Note that if the space intervals are all zero and the time interval is unit time or 1, the spacetime displacement is equal to C. Thus when at rest physically we progress though the time dimension at the speed of light. Conversely if two points are separated by an interval equal to C, their distance in the time dimension is zero.
The latter result isn't really a surprise, we all know time doesn't pass if you're traveling at light speed, but IMHO it's interesting to see how it arises from the geometry.
> if two points are separated by an interval equal to C
If d = c, I don't think it determines the values of x, y, z, and t. What if x = 2c, y = z = 0, and t = 1? Unless I'm not following your logic correctly. In my recollection, for two given points in spacetime, d is invariant but the values of x, y, z, and t depend on the observer's frame of reference.
From the point of view of the photons, yes. From the point of view of everything else, no.
One of the bits of relativity that took me the longest to become aware of was that “right now” isn’t even meaningfully and universally defined within it.
What about my point of view? He said that if my eyes and the sun are separated by X light seconds, then X seconds later sun and my eyes are at time distance of zero
This is for an observer following a trajectory in space time. So for an observer covering a distance at light speed the time interval is zero. For other observers on different trajectories, such as stationary in the space coordinates, that will not be the case.
This seems odd because there clearly time dilation effects between two observers even when they are not accelerating but merely have a large difference in relative constant speed.
You seem to be saying that there has to be constant acceleration between observers for this effect to take place.
My apologies I really didn’t explain myself very well at all. That was quite confusing. This formula represents a trajectory in spacetime with respect to some frame of reference of an observer. As with any trajectory it has space and time components.

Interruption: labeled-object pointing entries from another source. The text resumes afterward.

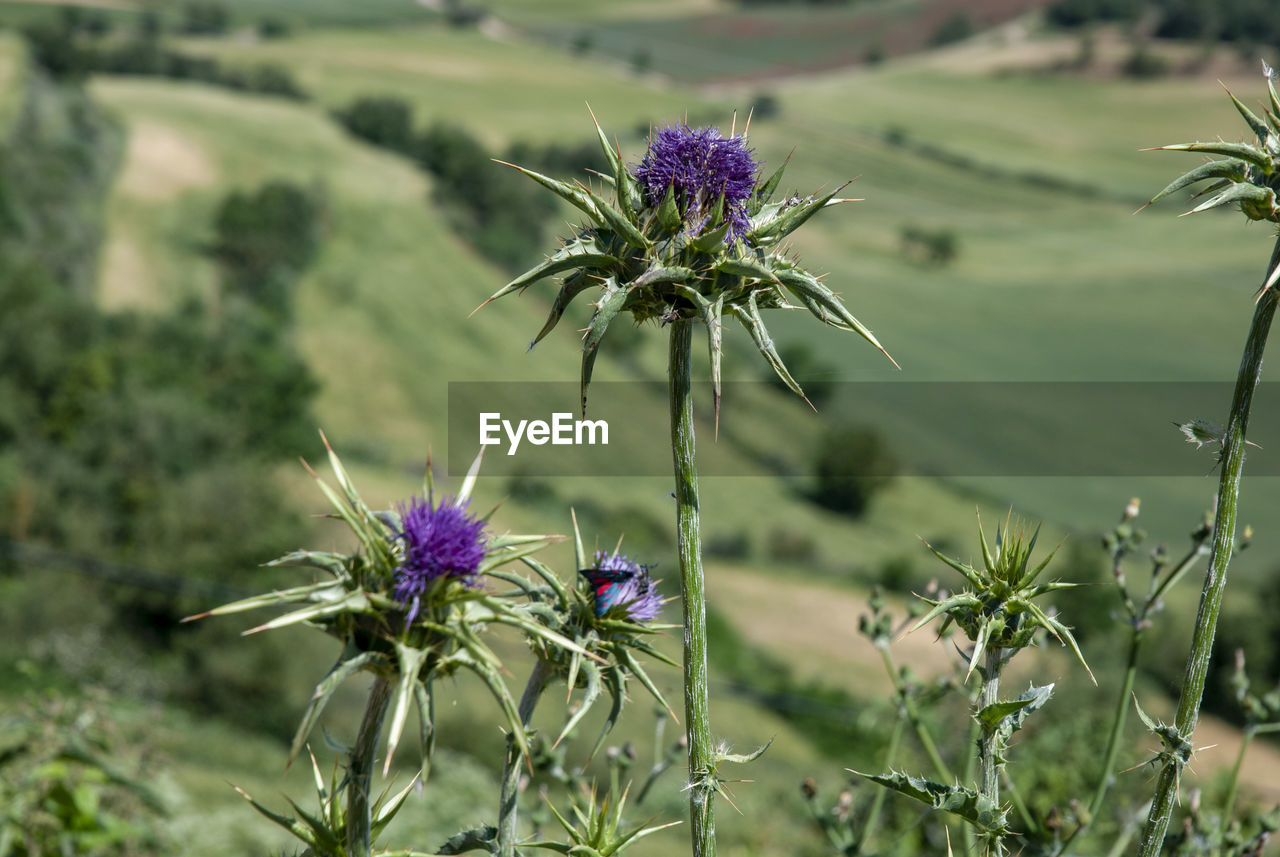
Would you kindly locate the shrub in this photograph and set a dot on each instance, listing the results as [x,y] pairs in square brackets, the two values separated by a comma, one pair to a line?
[955,28]
[264,238]
[937,247]
[205,19]
[851,466]
[382,120]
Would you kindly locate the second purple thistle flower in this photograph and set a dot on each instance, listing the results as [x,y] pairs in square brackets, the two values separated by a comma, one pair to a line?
[703,170]
[439,542]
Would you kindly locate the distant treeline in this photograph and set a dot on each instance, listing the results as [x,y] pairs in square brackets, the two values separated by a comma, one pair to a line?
[74,45]
[498,210]
[1234,21]
[145,439]
[795,3]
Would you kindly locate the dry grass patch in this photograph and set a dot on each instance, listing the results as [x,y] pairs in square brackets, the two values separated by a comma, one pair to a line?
[160,163]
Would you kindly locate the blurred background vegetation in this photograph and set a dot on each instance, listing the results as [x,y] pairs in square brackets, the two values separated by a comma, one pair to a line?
[227,224]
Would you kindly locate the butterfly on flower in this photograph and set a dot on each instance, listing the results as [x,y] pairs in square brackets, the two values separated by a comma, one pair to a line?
[618,582]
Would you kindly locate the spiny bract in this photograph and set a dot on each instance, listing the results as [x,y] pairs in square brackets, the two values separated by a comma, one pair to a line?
[1247,175]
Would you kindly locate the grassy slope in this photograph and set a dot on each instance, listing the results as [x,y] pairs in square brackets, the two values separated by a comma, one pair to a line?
[382,316]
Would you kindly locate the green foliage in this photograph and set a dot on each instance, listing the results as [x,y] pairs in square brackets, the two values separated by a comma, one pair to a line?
[137,439]
[823,714]
[936,247]
[71,49]
[1233,21]
[853,463]
[810,370]
[62,789]
[205,18]
[1142,63]
[955,28]
[493,206]
[265,238]
[382,120]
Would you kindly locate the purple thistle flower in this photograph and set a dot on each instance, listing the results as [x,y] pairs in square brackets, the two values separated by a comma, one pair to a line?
[616,581]
[439,542]
[700,165]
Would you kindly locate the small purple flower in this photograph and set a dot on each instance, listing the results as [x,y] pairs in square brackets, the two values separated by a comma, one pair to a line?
[442,541]
[618,582]
[700,165]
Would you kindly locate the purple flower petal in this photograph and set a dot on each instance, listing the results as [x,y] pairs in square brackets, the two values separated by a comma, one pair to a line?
[625,585]
[439,542]
[699,165]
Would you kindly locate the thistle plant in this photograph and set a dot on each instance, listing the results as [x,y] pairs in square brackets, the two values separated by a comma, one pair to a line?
[410,608]
[691,234]
[607,619]
[999,614]
[1248,175]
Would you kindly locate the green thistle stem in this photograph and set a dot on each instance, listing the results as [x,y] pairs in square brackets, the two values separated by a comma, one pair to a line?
[1118,722]
[1220,554]
[1229,802]
[913,716]
[878,798]
[702,774]
[1138,622]
[508,802]
[361,769]
[990,748]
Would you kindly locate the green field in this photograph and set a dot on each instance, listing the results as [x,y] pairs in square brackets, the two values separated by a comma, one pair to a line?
[1056,279]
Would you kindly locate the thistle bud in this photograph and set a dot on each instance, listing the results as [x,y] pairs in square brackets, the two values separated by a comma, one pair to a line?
[809,788]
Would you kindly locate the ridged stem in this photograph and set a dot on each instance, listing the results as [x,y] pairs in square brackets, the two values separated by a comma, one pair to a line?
[702,783]
[988,741]
[360,773]
[508,802]
[1219,558]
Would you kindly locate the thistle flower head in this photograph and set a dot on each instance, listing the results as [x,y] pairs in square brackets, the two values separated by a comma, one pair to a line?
[622,583]
[997,609]
[440,541]
[691,233]
[707,174]
[1247,174]
[403,563]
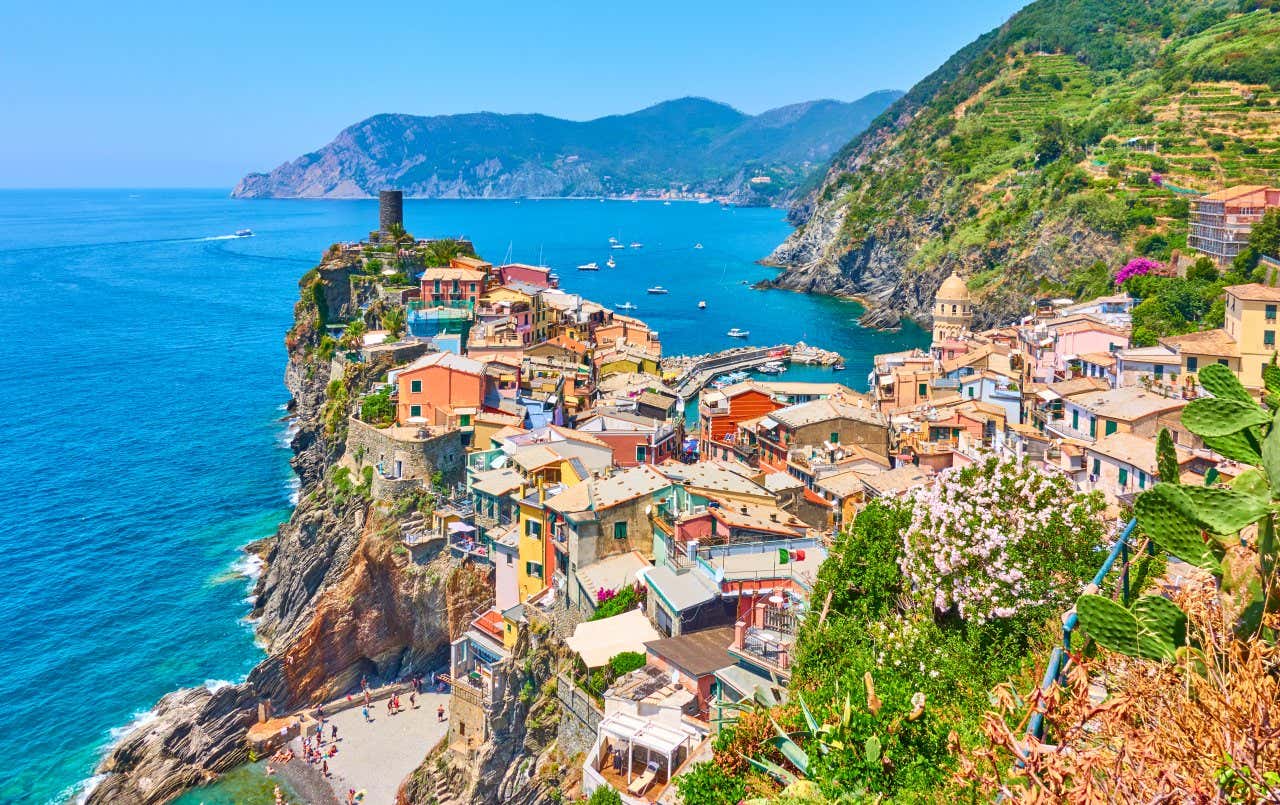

The x, y, z deltas are your displacement through space in those dimensions relative to some frame of reference (of an observer, presumably) and t is the time component. If the space deltas are all zero then you are at rest relative to that inertial frame. You are not accelerating or moving and your motion through the time dimension in unit time, according to this formula, is C. This is odd because C is normally thought of as a motion through space, but in this case your not moving through space (in the reference frame).